Credits
vcfkit exists because of decades of work by others.
htslib and bcftools
Section titled “htslib and bcftools”htslib and bcftools are the reference implementations for VCF/BCF processing. Created and maintained by the Wellcome Sanger Institute; primary authorship by Heng Li (original author), Petr Danecek (bcftools lead), and hundreds of contributors over 15+ years.
vcfkit’s normalization behavior was developed by reading bcftools source. Differential tests validate against bcftools output — if vcfkit and bcftools diverge, vcfkit is wrong by default.
License: MIT/BSD
noodles
Section titled “noodles”noodles by Michael Macias — the pure-Rust VCF, BCF, FASTA, and chain file I/O primitives that vcfkit builds on. Without noodles this project would not exist in its current form.
License: MIT
Tan, Abecasis, Kang 2015
Section titled “Tan, Abecasis, Kang 2015”Tan, Abecasis, Kang 2015 — “Unified
representation of genetic variants,” Bioinformatics 31(13):2202–2204. The
normalization algorithm implemented in vcfkit normalize.
UCSC Genome Browser
Section titled “UCSC Genome Browser”UCSC Genome Browser — chain files and reference FASTAs
used by vcfkit liftover.
1000 Genomes Project
Section titled “1000 Genomes Project”The 1000 Genomes Project phase 3 chr22 dataset is used for differential testing and benchmarking. Data available at the EBI FTP.
AI assistance
Section titled “AI assistance”Portions of this codebase were written with assistance from Claude (Anthropic). The AI generated code; a human verified correctness, reviewed diffs, and owns the result.

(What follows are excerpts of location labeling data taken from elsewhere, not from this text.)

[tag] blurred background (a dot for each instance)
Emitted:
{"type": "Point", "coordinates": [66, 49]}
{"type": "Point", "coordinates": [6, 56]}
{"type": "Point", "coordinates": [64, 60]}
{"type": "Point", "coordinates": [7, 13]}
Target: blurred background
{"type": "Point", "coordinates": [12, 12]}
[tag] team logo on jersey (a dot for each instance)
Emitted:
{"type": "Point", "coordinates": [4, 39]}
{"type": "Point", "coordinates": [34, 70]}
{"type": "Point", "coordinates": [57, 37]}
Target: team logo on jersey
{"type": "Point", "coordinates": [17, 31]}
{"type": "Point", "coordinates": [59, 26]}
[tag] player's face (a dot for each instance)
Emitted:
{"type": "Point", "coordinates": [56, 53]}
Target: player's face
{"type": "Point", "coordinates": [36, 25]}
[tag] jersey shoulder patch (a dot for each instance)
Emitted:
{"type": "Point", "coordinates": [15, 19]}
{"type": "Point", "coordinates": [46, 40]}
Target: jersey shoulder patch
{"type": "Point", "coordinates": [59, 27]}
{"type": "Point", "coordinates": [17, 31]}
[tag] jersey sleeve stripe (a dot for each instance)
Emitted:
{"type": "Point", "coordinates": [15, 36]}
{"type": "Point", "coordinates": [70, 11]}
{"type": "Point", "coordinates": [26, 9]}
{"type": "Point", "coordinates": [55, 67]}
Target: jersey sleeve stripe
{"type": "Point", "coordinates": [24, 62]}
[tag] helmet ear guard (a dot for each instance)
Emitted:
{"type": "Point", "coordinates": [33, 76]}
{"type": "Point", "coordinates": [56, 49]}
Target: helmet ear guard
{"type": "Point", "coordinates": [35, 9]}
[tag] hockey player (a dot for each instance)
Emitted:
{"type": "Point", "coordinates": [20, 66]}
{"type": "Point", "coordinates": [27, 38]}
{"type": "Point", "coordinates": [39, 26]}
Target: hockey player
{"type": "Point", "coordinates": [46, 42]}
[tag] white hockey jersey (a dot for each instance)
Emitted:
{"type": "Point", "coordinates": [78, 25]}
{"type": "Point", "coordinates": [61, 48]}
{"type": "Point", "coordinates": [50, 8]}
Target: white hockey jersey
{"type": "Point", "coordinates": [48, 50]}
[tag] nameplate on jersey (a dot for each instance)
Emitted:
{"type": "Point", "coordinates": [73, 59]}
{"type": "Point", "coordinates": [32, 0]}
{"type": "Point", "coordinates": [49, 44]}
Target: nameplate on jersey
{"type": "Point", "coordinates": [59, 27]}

Specifically: Claude wrote the majority of the Rust implementation under direction, including the normalize algorithm, the filter expression parser, and the WASM wrappers. Every non-trivial change was validated by differential tests against bcftools or by explicit reasoning about correctness. All algorithm implementations (Tan 2015 left-alignment, multi-allelic splitting, chain file parsing) were derived from reading bcftools source and the referenced papers — not from AI hallucination.
AI assistance is disclosed here because transparency about how code was produced is the right thing to do, especially for tooling used in research.
vcfkit’s own contribution
Section titled “vcfkit’s own contribution”- Modern CLI UX (error messages with what/where/how-to-fix, progress bars)
- Single-binary distribution via cargo install or pre-built release
- Fast paths via raw-line parsing (~4× faster than bcftools on SNP-heavy VCFs)
- Browser-native WASM port (your VCF stays in your tab)
- Natural-language filter queries (Phase 3, not yet shipped)
vcfkit does not replace bcftools. It is a fast companion for three operations.